Cada mañana cuando suena el despertador y sacamos el pie derecho (o el izquierdo) de la cama, comienza un nuevo día. Cada nuevo día es una oportunidad para ser alguien. Uno elige quién quiere ser. Y, como suele ser habitual, cada mañana elegimos la máscara de lo que queremos ser, de quién queremos que la gente crea que somos. Abogados, gestores del patrimonio, profesores, vendedores… Esas pueden ser algunas de las máscaras. Otras podrían ser las de la mujer correcta o el hombre exitoso. O las que identifican a los padres como educadores a la vez que protectores de sus hijos.
Es bastante posible que cada una de esas máscaras, sea cual sea la que escojamos, hable de alguna manera de lo que realmente somos. De quiénes somos. Pero hay siempre una parte de nosotros, en mayor o menor medida, que decidimos no enseñar. Por educación, por cortesía, por prudencia… o porque no encajaría en ninguna de las otras máscaras que hemos elegido día tras día, y que componen la gran máscara que hemos decidido enseñarle a los demás.

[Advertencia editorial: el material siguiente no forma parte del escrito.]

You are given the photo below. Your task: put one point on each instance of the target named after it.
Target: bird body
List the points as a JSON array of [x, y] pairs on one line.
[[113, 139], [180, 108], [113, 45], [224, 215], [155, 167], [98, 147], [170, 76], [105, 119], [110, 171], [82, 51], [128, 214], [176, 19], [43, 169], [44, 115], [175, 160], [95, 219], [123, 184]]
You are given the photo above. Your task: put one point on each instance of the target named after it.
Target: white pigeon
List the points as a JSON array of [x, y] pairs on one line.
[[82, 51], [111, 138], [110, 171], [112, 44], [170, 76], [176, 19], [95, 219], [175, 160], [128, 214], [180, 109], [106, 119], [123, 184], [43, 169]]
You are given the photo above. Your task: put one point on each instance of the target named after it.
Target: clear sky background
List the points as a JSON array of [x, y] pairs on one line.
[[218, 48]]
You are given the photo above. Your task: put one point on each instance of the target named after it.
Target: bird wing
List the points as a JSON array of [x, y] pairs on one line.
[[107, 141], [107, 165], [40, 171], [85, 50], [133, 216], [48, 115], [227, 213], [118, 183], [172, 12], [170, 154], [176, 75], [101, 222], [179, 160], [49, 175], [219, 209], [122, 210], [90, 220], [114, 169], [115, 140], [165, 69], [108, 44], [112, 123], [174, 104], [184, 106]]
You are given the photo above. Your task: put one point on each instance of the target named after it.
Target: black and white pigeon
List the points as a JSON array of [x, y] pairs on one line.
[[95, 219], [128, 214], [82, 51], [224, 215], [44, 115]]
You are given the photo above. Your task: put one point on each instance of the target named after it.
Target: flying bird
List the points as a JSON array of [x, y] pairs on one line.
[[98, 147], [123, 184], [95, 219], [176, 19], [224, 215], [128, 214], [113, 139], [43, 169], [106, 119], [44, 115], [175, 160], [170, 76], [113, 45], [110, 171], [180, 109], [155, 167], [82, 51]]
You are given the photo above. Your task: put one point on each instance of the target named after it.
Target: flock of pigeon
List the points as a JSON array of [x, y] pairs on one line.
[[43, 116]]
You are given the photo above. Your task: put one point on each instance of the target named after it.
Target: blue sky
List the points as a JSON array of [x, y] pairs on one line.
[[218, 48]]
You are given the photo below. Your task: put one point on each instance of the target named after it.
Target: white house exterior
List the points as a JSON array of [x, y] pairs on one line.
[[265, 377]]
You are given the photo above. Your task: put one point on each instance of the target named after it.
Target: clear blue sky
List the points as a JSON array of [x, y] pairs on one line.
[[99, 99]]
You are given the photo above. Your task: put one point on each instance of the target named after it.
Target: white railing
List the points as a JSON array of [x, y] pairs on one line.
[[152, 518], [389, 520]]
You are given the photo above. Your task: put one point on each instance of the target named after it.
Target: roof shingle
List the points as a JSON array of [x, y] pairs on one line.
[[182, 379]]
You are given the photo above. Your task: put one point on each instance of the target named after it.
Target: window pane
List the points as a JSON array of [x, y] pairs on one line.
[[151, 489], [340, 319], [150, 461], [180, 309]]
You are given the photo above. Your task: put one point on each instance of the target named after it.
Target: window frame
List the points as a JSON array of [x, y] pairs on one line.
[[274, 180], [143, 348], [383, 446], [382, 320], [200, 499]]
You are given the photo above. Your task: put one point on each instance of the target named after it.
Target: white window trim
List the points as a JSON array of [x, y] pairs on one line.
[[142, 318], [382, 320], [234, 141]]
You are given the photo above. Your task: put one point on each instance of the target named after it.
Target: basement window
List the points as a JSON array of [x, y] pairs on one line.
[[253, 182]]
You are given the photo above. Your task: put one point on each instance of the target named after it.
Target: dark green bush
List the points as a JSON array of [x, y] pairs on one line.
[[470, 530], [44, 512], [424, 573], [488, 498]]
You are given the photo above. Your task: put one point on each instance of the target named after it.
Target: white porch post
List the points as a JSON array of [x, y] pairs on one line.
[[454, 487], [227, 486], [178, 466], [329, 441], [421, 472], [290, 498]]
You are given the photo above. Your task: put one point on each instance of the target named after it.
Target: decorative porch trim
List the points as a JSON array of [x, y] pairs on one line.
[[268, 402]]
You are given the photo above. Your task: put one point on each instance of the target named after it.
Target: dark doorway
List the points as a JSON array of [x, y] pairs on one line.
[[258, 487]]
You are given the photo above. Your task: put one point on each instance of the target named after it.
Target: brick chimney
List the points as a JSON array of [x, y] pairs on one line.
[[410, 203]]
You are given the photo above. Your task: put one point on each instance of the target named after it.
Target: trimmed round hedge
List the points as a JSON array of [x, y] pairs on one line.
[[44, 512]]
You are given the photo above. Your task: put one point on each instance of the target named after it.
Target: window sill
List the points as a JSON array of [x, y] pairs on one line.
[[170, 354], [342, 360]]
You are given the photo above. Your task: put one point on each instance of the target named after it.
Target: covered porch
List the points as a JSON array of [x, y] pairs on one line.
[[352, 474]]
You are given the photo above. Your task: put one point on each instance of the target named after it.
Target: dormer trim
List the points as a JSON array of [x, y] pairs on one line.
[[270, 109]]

Eso, aquéllo de lo que realmente estamos hechos, escapa al conocimiento de los demás por nuestra propia elección, y es el Dios Salvaje el que, cuando menos lo esperamos, decide que tiene que salir a la luz. Y mandar al cuerno todo lo que hemos construido (¿sabiamente?) sobre nuestra imagen, nuestra personalidad y nuestra reputación.

Un Dios salvaje
En eso consiste Un dios salvaje, escrita por Yasmina Reza e interpretada y reinterpretada sin caducidad, tanto en teatro como en cine, y que ahora se representa en Madrid en el Teatro Nuevo Apolo.